First of all, here is a disclaimer. I am no electrical engineer. The following comments are based on what the electrician is telling us is code. I haven’t personally memorized the entire code, so I probably shouldn’t be complaining. But I will anyway. I am used to dealing with life safety/building codes. They can often be maddening, but for the most part, you can understand that the intent is to save peoples lives in case of a fire or other emergency.
Electrical codes are also for public safety, but we’ve come across a few items that don’t seem to be about safety, but rather about making sure electricians have plenty of work!

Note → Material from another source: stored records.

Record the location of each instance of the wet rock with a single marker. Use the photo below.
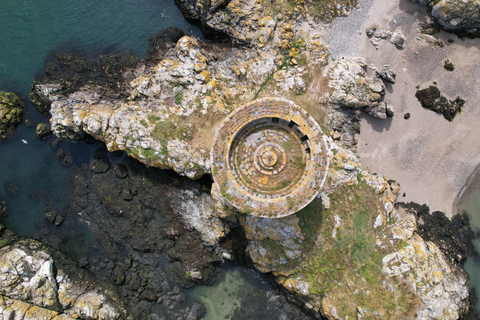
(371, 30)
(353, 89)
(453, 236)
(43, 130)
(99, 162)
(67, 160)
(120, 170)
(431, 99)
(461, 18)
(11, 111)
(60, 155)
(50, 216)
(127, 195)
(385, 73)
(3, 208)
(38, 280)
(398, 39)
(59, 220)
(138, 271)
(449, 66)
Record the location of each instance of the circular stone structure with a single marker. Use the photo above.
(269, 158)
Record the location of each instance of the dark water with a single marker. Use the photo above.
(32, 32)
(470, 202)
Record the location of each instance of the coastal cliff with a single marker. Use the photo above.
(352, 253)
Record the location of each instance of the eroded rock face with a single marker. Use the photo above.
(353, 89)
(11, 111)
(35, 286)
(460, 17)
(429, 286)
(432, 99)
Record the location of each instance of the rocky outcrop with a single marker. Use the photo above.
(330, 255)
(459, 17)
(11, 111)
(38, 283)
(353, 89)
(307, 254)
(432, 99)
(397, 38)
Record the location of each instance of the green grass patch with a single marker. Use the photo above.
(330, 264)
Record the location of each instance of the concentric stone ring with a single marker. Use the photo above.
(269, 158)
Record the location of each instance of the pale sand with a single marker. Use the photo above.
(430, 157)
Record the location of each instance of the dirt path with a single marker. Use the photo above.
(429, 156)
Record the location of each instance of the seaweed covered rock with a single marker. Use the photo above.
(11, 111)
(40, 283)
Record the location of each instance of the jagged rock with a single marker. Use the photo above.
(460, 17)
(120, 170)
(34, 285)
(449, 66)
(353, 89)
(50, 216)
(371, 30)
(398, 39)
(386, 73)
(11, 111)
(43, 130)
(431, 99)
(99, 162)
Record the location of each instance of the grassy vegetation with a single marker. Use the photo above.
(330, 264)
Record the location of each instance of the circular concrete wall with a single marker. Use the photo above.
(269, 158)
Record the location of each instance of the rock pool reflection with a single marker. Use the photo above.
(242, 293)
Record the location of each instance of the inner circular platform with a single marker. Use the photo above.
(269, 158)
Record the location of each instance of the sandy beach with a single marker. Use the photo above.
(430, 157)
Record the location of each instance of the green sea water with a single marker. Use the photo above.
(32, 32)
(470, 203)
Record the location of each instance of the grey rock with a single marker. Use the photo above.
(43, 130)
(398, 39)
(386, 73)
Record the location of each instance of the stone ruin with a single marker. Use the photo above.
(269, 158)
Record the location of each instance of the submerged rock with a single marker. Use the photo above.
(431, 98)
(39, 283)
(43, 130)
(11, 111)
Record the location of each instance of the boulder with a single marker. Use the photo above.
(459, 17)
(11, 111)
(43, 130)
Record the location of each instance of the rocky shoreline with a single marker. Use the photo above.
(162, 111)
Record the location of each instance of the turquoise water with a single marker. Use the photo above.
(32, 32)
(470, 202)
(240, 294)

After meeting with the electrician and going over all the outlets and switches, we’ve had to add a number of outlets to meet code. For a household that is trying to reduce energy use and limit outlets in the exterior walls, this is a bit frustrating. We’ll get over it someday, but meanwhile, here’s my complaint list:
#1. We laid out the outlets at the kitchen countertops to avoid having outlets under the windows. There is minimal space between the countertop backsplash and the window sill, so we kept the outlets to the sides of the windows. According to “code”, we need to have outlets on either side of the sink, so we now have 4 outlets under the windows where we didn't want them and don't need them. Exactly what would I be plugging in so close to the sink and why is that safe?

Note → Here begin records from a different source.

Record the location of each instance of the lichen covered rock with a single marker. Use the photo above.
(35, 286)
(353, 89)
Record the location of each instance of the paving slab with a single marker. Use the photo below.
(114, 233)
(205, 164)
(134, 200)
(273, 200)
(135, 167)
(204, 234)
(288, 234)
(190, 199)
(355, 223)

#2: Code requires a whole lot of outlets along counters within a kitchen- every 4’. Just how many small appliances do they think we have? We have a toaster and a food processer- but that’s about it. The microwave is built-in. Kevin doesn’t believe in using a electric hand mixer and I can forget about ever getting a breadmaker because of his feelings on that... Why would we need so many outlets? I know the intent is to avoid extension cords, but this is excessive I think.

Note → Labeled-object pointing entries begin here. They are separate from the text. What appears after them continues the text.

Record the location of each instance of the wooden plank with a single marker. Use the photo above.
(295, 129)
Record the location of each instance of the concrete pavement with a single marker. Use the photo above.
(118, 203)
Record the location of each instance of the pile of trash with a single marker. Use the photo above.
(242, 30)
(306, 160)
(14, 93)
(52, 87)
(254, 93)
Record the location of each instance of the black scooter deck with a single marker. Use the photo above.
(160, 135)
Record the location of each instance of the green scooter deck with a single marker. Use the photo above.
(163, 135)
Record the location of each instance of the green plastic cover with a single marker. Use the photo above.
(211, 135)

#3: We have a wall in the dining room that will be for side board storage cabinets. We didn’t want outlets behind the storage, so we planned on putting one above the top of the cabinet. This apparently doesn’t meet code, they need to be at least every 10’ and high outlets don’t count. Why not?
#4: Closet lighting. Exposed bulbs and pull chain fixtures are not allowed. So in a couple of existing closets in our house, the electrician had to remove the fixtures. These small closets don’t really warrant a switched fixture, so we’re just going to have to have dark closets. I understand this is about fire safety, but I wonder how many fires have started from light bulbs in closets?
#5: Bathroom lighting. Only recessed light fixtures can be installed above a bath tub. Our bathtub is separate from the shower, so there is really no way that water from the tub could reach the light fixture. We are trying to avoid recessed light fixtures where the ceiling is insulated (MN GreenStar item), so we have not choice but to eliminate the fixtures over the bathtub. Why is a recessed fixture over the tub safe, while a surface-mounted fixture isn't?
Okay, that’s enough ranting for now. Please feel free to enlighten me!
Here is a link to some of the residential electrical requirements that might be helpful to those planning a project.
Quote from the office today: "Photoshop was invented because of electrical wires."